A Hierarchical Framework for Humanoid Locomotion with Supernumerary Limbs (SLs)
This repository contains the code and configuration for training a deep reinforcement learning agent to enable a Unitree H1 humanoid robot, equipped with SLs, to perform stable locomotion. The project utilizes the MuJoCo physics simulator and the JAX framework for high-performance training.
Create Conda environment
conda create -n husls python=3.10
conda activate husls
Installing JAX and PyTorch manually
with CUDA (for example, CUDA 12):
# Install JAX for CUDA 12
pip install jax["cuda12"]
# Install PyTorch for CUDA 12
pip install torch torchvision torchaudio --index-url https://download.pytorch.org/whl/cu121
without CUDA (like Apple Silicon)
# Install JAX
pip install jax
# Install PyTorch
pip install torch torchvision torchaudio
Other necessary Python libraries
pip install -r requirements.txt
The training process is handled by experiment.py and configured by conf.yaml.
python experiment.py
The script will:
-
Log in to Weights & Biases (wandb) account to track the experiment.
-
Create the environment and the PPO agent based on conf.yaml.
-
Begin the training process, which will take a significant amount of time (as defined by
total_timesteps). -
Periodically save validation metrics and, upon completion, save the final trained agent state to a .pkl file in the outputs/ directory (e.g.,
outputs/PPOJax_example.pkl).
Once have a trained agent (.pkl file), eval.py can be used to visualize its performance.

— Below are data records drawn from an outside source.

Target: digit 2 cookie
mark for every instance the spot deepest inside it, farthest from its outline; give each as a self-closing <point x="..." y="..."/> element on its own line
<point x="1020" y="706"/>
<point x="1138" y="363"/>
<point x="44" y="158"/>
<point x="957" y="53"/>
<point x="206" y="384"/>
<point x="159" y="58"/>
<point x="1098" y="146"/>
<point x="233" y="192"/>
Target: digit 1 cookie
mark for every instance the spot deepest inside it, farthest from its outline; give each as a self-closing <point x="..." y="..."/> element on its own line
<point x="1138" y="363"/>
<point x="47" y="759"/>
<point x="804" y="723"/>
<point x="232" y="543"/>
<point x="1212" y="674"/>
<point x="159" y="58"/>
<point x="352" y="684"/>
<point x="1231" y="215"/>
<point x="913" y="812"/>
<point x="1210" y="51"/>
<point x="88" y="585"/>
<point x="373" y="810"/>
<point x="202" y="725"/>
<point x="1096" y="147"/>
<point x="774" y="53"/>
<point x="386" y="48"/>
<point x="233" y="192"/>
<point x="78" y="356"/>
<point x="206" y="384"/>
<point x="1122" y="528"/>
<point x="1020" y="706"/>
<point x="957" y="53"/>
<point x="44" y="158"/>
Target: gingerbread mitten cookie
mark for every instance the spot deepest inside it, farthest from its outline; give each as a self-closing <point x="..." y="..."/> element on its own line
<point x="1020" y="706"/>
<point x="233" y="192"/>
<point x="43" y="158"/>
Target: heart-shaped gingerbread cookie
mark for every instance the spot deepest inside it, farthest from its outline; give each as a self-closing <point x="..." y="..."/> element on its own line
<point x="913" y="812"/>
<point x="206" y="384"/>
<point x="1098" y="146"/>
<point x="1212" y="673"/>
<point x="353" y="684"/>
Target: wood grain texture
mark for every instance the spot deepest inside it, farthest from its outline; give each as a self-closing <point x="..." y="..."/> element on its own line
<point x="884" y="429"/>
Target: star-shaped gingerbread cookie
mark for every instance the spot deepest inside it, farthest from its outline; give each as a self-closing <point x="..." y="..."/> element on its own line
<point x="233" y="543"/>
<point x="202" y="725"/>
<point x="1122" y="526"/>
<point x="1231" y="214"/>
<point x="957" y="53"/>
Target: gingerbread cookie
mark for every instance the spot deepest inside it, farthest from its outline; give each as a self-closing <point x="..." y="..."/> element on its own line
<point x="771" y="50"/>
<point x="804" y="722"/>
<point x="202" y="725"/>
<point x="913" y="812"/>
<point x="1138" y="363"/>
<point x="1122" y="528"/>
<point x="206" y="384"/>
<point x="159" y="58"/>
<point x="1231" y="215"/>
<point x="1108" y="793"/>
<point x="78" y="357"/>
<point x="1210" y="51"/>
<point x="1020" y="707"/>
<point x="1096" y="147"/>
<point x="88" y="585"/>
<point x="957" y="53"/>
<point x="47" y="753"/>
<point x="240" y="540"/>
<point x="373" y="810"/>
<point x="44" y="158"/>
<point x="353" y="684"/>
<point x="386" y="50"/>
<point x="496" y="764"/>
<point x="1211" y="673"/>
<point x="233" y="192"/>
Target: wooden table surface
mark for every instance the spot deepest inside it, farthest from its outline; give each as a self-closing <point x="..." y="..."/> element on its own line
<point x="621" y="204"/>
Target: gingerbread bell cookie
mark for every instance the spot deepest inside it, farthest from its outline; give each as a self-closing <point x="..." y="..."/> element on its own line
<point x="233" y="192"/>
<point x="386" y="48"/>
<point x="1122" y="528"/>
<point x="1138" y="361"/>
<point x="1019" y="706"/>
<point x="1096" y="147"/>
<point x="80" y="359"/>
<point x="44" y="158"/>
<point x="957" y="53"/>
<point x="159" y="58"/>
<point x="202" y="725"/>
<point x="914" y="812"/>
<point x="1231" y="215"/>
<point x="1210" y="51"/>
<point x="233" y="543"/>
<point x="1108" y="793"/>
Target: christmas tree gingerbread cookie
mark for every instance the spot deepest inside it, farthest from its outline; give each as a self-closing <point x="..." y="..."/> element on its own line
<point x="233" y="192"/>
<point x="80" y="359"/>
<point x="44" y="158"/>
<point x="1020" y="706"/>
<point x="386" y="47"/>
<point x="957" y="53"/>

Inside eval.py, experiment scenarios can be selected by modifying the env_name.
# Set environment parameters
# config.experiment.env_params.env_name = "MjxUnitreeH1_human"
# config.experiment.env_params.env_name = "MjxUnitreeH1_static"
# config.experiment.env_params.env_name = "MjxUnitreeH1_balance"
To Run the Evaluation, execute the following command, replacing the path with the location of your trained agent file, for example:
python eval.py --path outputs/PPOJax_example.pkl
This evaluation script utilizes the "Mixed Control Mode". The responsibilities are clearly divided:
- AI Agent: Controls the complex, dynamic motion of the HuSls system, mainly the locomotion from training, like walking.
- Environment's PD Controller: Overrides the AI's commands for the Supernumerary robotic limbs, forcing them to achieve and maintain the grasp-forward pose.
This ensures testing the AI's ability under a consistent, challenging load.
The exp_info.py can be used to get experiment information, including CoM (Center of Mass), humanoid's joint torques, grf (ground reaction forces), and distances between the humanoid's CoM and CoS (Center of Support).
To Run the Experiment, execute the following command, replacing the path with the location of your trained agent file, for example:
python exp_info.py --path outputs/PPOJax_example.pkl
Inside exp_info.py, experiment scenarios can be selected by modifying the env_name.
# Set environment parameters
# config.experiment.env_params.env_name = "MjxUnitreeH1_human"
# config.experiment.env_params.env_name = "MjxUnitreeH1_static"
# config.experiment.env_params.env_name = "MjxUnitreeH1_balance"
-
C Key: Toggles the recording of the Center of Mass (CoM) trajectory.
-
T Key: Toggles the recording of all joint Torques.
-
F Key: Toggles the recording of ground reaction Forces (GRF) for each foot.
-
D Key: Toggles the recording of the Distance between the robot's Center of Mass (CoM) and its Center of Support (CoS).
-
A Key: Toggles recording for All data streams at once.
Baseline Humanoid Walking:
Humanoid with Static Payload Walking:
Humanoid with Dynamic Balancing Walking:
Baseline Humanoid Running:
Humanoid with Static Payload Running:
Humanoid with Dynamic Balancing Running:
The current framework is highly flexible, by adjusting the model definitions within the agent's code and tuning the corresponding hyperparameters, the framework can support more complex robot configurations, such as a humanoid equipped with a backpack containing 4 robotic arms.
If you use this code for your research, please cite the paper:
@misc{zhi2025hierarchicalframeworkhumanoidlocomotion,
title={A Hierarchical Framework for Humanoid Locomotion with Supernumerary Limbs},
author={Bowen Zhi},
year={2025},
eprint={2512.00077},
archivePrefix={arXiv},
primaryClass={cs.RO},
url={https://arxiv.org/abs/2512.00077},
}